My father made sure that I was properly trained and prepared both mentally and physically. I had to go through all the ethnic and tribal rituals, with the clear purpose that as a man I would be able to undertake initiatives and succeed in the most difficult missions. My father often told me that I must be responsible and be able to look after myself, even if he was not there to take care of me.
It was the custom every year, about the month of June when the rains had just ended, for the elders and fully grown boys to journey to the salt pan in the district of Ongandjera (locally known as Ekango Ijo Mongua). From there fresh salt would be fetched which would be processed and stored for home consumption. The salt was also important and valuable because it would be used for barter, along with other goods, with neighbouring districts of Ombalantu and Uukwanjama, and sometimes over the borders in Angola where there were no salt pans available. According to our tradition, when a boy first went to fetch salt, it was expected that he would go all the way on foot as a sign of maturity and strength.
One day in 1942, I learnt that my family’s acquaintance – whose last born I am named after – was going in a donkey wagon to the salt pan, and that I was to go along. Before the journey began, though, I expected that since I was really under age, and since the adult was my father’s friend, my main task on the journey would be to look after the donkeys when we rested for them to graze, and that I would be allowed to ride on the wagon now and then. We set off after lunch one day, and at first I was allowed to ride on the wagon. But as soon as we entered the thick forest, I was told in no uncertain terms that I had to walk on my two feet all the way to our destination. I jumped out of the wagon and took a lead, holding and pulling the front donkey when we moved through the deep sands. I also looked after the donkeys so that they were not attacked by lions that were plenty in the bush and were very fond of donkey meat. I was a little bit concerned when I saw what resembled a grey cat, and the donkeys became nervous, probably after the smell of a lion blew in their direction.
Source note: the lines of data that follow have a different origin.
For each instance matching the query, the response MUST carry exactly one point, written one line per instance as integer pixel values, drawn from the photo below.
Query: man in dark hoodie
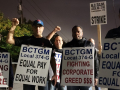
(11, 76)
(79, 41)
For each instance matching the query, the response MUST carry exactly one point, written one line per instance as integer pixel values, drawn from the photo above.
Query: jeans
(32, 87)
(57, 87)
(96, 88)
(77, 87)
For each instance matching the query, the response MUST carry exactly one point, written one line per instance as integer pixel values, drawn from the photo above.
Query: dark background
(64, 13)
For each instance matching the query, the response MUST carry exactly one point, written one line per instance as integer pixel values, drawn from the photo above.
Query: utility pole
(20, 10)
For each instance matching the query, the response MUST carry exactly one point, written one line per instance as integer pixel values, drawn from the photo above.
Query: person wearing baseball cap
(37, 40)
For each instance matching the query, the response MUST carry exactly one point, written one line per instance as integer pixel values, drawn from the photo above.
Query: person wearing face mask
(79, 41)
(58, 43)
(37, 40)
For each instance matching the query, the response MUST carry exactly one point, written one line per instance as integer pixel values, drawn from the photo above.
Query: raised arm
(57, 28)
(10, 36)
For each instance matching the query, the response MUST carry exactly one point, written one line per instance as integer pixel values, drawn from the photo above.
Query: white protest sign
(58, 57)
(109, 72)
(4, 69)
(78, 66)
(33, 65)
(98, 13)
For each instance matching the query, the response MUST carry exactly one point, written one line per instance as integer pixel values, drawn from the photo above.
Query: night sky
(64, 13)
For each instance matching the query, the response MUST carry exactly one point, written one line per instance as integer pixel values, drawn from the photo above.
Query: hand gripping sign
(33, 65)
(4, 69)
(58, 57)
(78, 66)
(110, 64)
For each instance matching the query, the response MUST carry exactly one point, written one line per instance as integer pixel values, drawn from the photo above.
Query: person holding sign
(79, 41)
(36, 40)
(11, 76)
(93, 41)
(58, 43)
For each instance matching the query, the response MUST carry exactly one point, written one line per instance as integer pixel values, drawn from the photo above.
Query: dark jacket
(113, 33)
(11, 76)
(85, 43)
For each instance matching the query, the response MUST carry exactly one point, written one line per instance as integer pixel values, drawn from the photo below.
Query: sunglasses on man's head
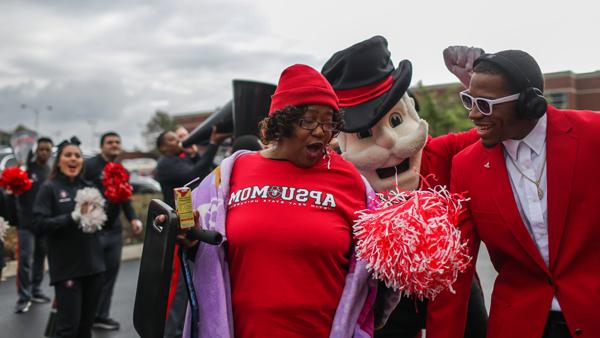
(312, 125)
(484, 105)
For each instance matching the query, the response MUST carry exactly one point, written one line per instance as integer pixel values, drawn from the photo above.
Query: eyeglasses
(484, 105)
(312, 125)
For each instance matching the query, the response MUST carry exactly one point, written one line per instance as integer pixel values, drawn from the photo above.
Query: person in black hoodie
(32, 248)
(173, 171)
(75, 257)
(176, 167)
(111, 236)
(8, 212)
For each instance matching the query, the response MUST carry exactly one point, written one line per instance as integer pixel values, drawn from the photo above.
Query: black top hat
(367, 85)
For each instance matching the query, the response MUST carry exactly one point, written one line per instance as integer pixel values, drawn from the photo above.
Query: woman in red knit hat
(286, 267)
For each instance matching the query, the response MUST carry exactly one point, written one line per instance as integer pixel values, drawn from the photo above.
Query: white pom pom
(3, 228)
(94, 218)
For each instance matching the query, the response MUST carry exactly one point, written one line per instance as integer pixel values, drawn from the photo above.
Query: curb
(130, 252)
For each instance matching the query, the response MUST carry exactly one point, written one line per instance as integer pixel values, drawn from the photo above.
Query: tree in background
(160, 122)
(442, 109)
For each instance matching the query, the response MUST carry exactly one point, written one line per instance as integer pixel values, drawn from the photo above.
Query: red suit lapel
(560, 176)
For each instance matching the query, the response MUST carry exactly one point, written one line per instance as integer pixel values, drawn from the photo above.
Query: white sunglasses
(484, 105)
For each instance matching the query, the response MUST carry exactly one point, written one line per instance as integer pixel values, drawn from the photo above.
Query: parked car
(143, 184)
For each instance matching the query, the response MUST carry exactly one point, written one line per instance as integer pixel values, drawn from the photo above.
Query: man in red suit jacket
(534, 189)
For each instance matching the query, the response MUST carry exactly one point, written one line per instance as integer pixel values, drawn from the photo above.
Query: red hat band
(356, 96)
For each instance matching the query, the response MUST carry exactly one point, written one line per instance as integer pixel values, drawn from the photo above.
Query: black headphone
(531, 104)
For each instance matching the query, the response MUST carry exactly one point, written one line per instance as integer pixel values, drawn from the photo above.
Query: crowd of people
(286, 206)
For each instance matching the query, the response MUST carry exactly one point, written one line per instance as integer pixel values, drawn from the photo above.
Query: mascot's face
(390, 152)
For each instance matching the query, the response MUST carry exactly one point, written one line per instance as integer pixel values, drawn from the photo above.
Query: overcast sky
(108, 65)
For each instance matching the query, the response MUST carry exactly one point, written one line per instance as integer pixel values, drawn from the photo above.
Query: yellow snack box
(184, 209)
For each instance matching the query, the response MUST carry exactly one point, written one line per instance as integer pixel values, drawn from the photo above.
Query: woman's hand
(181, 234)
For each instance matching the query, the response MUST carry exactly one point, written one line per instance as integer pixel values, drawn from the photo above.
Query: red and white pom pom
(116, 183)
(94, 218)
(16, 180)
(3, 228)
(410, 241)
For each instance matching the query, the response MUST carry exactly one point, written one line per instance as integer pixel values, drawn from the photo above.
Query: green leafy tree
(160, 122)
(442, 109)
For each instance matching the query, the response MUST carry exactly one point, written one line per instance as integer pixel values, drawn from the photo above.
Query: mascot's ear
(411, 106)
(342, 141)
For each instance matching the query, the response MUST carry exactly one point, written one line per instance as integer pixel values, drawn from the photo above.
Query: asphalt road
(33, 323)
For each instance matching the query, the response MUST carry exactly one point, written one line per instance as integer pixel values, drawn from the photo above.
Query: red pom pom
(116, 183)
(411, 242)
(15, 180)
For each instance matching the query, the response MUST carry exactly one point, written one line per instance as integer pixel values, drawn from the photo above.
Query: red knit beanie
(302, 85)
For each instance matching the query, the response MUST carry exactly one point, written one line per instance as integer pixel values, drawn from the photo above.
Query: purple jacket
(354, 314)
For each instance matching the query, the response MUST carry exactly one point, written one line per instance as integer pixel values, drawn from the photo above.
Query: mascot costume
(388, 142)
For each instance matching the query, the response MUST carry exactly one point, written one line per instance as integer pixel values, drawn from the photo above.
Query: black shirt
(38, 174)
(174, 171)
(71, 252)
(94, 168)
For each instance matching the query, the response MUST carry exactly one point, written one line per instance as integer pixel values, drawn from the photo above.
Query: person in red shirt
(288, 269)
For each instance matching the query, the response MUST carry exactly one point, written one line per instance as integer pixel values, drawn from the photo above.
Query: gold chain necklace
(536, 182)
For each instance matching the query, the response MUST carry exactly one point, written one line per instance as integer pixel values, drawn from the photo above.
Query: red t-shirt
(289, 233)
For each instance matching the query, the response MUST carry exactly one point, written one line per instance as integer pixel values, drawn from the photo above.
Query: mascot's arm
(459, 61)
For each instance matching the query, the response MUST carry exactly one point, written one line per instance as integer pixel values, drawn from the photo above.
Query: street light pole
(36, 111)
I reported to the elders what I had seen in the dry grass, and was told to gather wood quickly, make fire around the wagon and bring the donkeys nearer to ensure that they were safe. I was later on told that lions often fear to come close where there is fire burning.
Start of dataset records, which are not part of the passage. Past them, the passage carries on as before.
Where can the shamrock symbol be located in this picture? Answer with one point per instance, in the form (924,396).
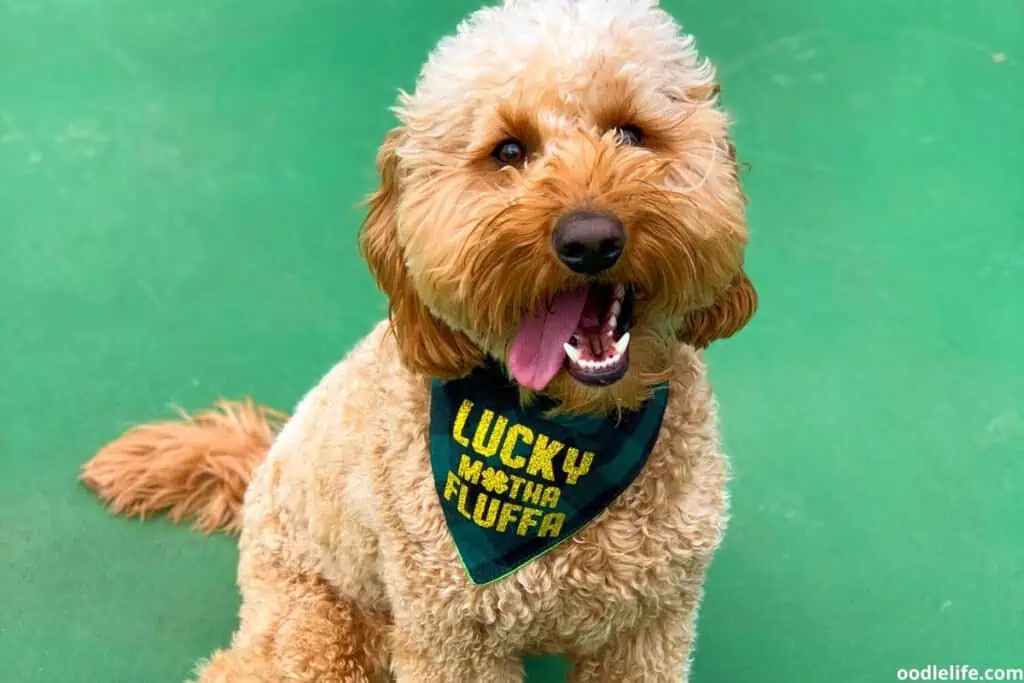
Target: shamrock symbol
(495,481)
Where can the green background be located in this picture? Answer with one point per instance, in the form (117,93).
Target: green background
(177,182)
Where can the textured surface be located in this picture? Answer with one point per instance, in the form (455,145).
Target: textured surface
(176,223)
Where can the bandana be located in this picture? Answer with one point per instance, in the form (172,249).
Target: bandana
(515,482)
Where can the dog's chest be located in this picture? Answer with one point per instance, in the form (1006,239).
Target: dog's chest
(644,554)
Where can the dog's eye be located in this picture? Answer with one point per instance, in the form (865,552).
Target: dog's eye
(510,153)
(630,135)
We continued the next morning, walking for five days and nights. During the long journey, it was for the first time in my life that I had ever been so utterly exhausted. I fell asleep and dreamed even while moving alongside the wagon. The older person I was with threatened to whip me with a fresh mopane branch if I did not move along quickly, and at one point I was almost overrun by the wagon. Nevertheless we finally arrived back home. When my mother saw me she started sounding traditional words of praise. She instructed the girls to slaughter a big cock, which was then cooked in special gravy extracted from marura tree nuts – a feast normally prepared for very important guests in the house. My father presented a goat as a sign of gratitude to me, a small boy who had brought salt to the family. This female goat produced many young ones, and I was very happy and proud to possess goats of my own. I felt well rewarded after the long hard journey to fetch salt, and I learned the value of undertaking difficult missions in one’s life.
During my boyhood, looking after the cattle was my main activity, and schooling came second or even third in my mind. I started to go to the Finnish Missionary Society School at Okahao, near Ethiya Ombupupu, at about the age of 10. (The school is still there, but if one visits it today one will see how it had been shelled by South African troops during the war of liberation. Even though the South Africans claimed to be civilized and committed Christians, if one goes to Okahao, the modern church there also bears the holes of machine gun bullets. These were fired from the South African military base which was deliberately to harass the students, and the population in general during Sunday church services). Eventually though, I finished my Standard Six, with Wilhelm Amutenya as my teacher. Though I was still young, I could not go for Standard Seven as it was not provided at that school. The only option open for me in order to proceed with education then was to be prepared to be a clergyman, and again, I was too young to be considered. Procedurally, one had to be mature and allowed to seminary school where boys could be trained to become clergymen.